IBM/Chartered alliance keeping partners happy, suppliers anxious

from WaferNews, V12n38, October 10, 2005

by Dr. Paula Doe, Contributing Editor
by James Montgomery, News Editor

While the common 90nm-65nm platform announced by IBM, Chartered, and Samsung on Sept. 22 aims to offer users the clear benefit of multiple manufacturing sources for a single design, and help fabless design houses better match the IDMs in designing for manufacturability, it’s less clear how much of an impact such cooperative partnerships of big chip manufacturers will actually have on suppliers. In fact, after three years, the partnership’s most impressive accomplishment actually may be that the participants are still happy with each other.

“It’s really interesting that they have been able to pull it off,” echoed Risto Puhakka, president of VLSI Research. “One of the big hurdles in a two- or three-way partnership is that the parties need to feel that they are getting more out of being in a partnership than being alone.”

One very big endorsement to the alliance, Puhakka noted, is that Samsung has discontinued its own independent process development efforts in logic, including design, to align them with the consortium. Gartner Dataquest analyst Dean Freeman added that Sony and Toshiba, working with IBM on Cell technology, could potentially apply the common platform for different applications, e.g., set-top boxes and gaming systems.

Chartered officials showed a slide of what the alliance hopes will be another benefit for participants: combined capital spending budgets far exceeding single chipmakers such as Intel and TI, or other alliances such as Crolles. “The opportunity for suppliers is to communicate with the members as a group,” said John Martin, Chartered’s VP of strategic alliances. “The potential is that the common platform and the common development partners are involved in tool selection for development, so the potential for identical or very similar implementation is reasonably high. [Working with the alliance] provides attractive capacity for development and the possibility deployment by multiple users.” He noted, however, that the “copy smart” strategy allows some room for adjustment, for example when there’s a more recent generation of the tool, or when a particular supplier has much better support in one region of the world.

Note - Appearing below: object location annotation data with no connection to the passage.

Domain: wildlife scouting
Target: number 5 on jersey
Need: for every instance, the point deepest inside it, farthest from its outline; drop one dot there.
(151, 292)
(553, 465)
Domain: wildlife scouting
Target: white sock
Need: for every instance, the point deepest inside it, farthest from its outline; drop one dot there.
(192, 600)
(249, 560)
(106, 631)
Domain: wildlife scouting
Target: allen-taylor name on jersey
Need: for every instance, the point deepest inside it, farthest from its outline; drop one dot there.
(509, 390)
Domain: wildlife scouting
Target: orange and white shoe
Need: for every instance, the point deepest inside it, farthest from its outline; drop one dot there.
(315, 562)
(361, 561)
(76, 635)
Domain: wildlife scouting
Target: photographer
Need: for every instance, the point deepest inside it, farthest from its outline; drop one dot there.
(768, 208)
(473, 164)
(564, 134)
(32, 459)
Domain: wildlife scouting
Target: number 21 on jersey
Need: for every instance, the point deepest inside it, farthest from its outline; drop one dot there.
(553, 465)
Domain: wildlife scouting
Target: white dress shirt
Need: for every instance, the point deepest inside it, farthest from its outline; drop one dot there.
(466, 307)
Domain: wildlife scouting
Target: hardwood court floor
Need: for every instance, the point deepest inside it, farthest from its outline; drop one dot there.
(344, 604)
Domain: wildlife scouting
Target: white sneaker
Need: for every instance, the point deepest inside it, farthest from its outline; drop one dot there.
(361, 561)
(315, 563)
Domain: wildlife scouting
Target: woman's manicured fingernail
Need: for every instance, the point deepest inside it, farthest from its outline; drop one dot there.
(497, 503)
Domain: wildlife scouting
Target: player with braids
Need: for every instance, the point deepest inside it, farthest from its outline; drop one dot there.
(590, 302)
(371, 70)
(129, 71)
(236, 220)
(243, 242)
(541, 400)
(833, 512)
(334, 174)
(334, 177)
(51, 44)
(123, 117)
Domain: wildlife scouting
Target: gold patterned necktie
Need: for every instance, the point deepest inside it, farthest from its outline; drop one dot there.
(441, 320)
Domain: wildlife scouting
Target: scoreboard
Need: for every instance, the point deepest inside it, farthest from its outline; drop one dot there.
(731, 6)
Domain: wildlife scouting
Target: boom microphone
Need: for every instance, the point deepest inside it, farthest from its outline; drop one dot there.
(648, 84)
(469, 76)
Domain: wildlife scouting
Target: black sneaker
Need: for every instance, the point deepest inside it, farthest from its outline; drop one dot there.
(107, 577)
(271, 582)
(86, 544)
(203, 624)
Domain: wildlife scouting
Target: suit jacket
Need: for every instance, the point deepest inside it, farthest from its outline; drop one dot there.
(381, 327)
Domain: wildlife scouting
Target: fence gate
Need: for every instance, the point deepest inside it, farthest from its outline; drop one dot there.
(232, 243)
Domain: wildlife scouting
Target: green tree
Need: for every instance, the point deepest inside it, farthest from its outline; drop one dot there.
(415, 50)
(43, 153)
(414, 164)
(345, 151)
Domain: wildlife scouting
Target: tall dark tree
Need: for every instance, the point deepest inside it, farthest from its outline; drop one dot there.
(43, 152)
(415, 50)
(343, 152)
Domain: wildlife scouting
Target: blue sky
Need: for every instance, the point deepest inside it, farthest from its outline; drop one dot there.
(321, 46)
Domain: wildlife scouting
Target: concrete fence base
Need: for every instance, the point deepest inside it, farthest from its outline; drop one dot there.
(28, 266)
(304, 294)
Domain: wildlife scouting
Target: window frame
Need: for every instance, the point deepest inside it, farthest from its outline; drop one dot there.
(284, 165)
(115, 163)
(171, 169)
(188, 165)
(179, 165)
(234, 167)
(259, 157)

The IBM/Chartered “copy smart” philosophy means that the bulk of the equipment set is probably identical, although there may be small differences in noncritical equipment, said Freeman. “For equipment suppliers, that’s a bad thing: fewer places to show your wares, and fewer people to buy them,” he said. There will be more consortia-style projects due to chipmakers’ desire to balance R&D dollars and minimize risk, he predicts, creating further division among semiconductor equipment manufacturers who will need to get their equipment ready for R&D even sooner. “If you’re serious about being in the 45nm race, you’d better have a piece of equipment that is working on 45nm right now” either in place at an R&D fab or running internal demos, Freeman said. Suppliers that can’t or won’t work with large consortia “will find business with niche players or small foundries,” but that’s a limiting proposition since the top 10% of chip manufacturers account for 80% of industry capex.

Puhakka noted that partnerships really getting leverage on their capex will require a much higher level of collaboration. “That means going to ASML and saying they need four immersion steppers, shipped on specific dates and at specific prices,” said Puhakka. “For now they may need four, but not at the same time. That kind of breaks leverage out of the whole deal.”

The partners apparently have managed to work together to ramp up 90nm production with impressive efficiency. Chartered’s Martin noted that while Chartered shipped its first 90nm revenue product in the June quarter, it projected 22% of its total revenues would be from 90nm in the September quarter. By contrast, the company’s initial revenues from ramping 130nm production increased at only about 3% per quarter, from 2% of revenues in 1Q03, to 10% in 4Q03.

Besides involving common development team members at both IBM’s Fab 323 and Chartered’s Fab 7, using common SPICE models, and focusing on precise matching of physical and electrical characteristics, the partners credit PDF Solutions’ tools used to identify process defect issues. “We identified and compared the best and worst areas in both fabs,” says Martin, “which lead to very fast improvement. As far as we know we’re the only one who has done this — or at least the only public case.”

Chartered has separately licensed significant portions of advanced process control technology from AMD, whose joint development agreement with IBM focuses on SOI, not this bulk CMOS technology. But these processes are still being implemented, so they haven’t yet impacted the ramp.

Overall, the partnership has been particularly good for Chartered, which “jumped from 130nm now down to 65nm very quickly as a result of this relationship,” Freeman said. The ability to manufacture leading-edge devices for IBM, as well as to have process capability to do that as a foundry for other fabless companies, “puts them on par with TSMC,” he said, “and maybe gives them a leg up because they have an active partner for 90nm-65nm technology, where TSMC has to develop the technology themselves or get it through Crolles.”

Meanwhile, for IBM, the partnership has created more capacity and flexibility for its foundry business and a second source for manufacturing ASICs, as well as any other internal IBM devices, the analysts said. The partnership also helps them pay for R&D. — P.D. and J.M.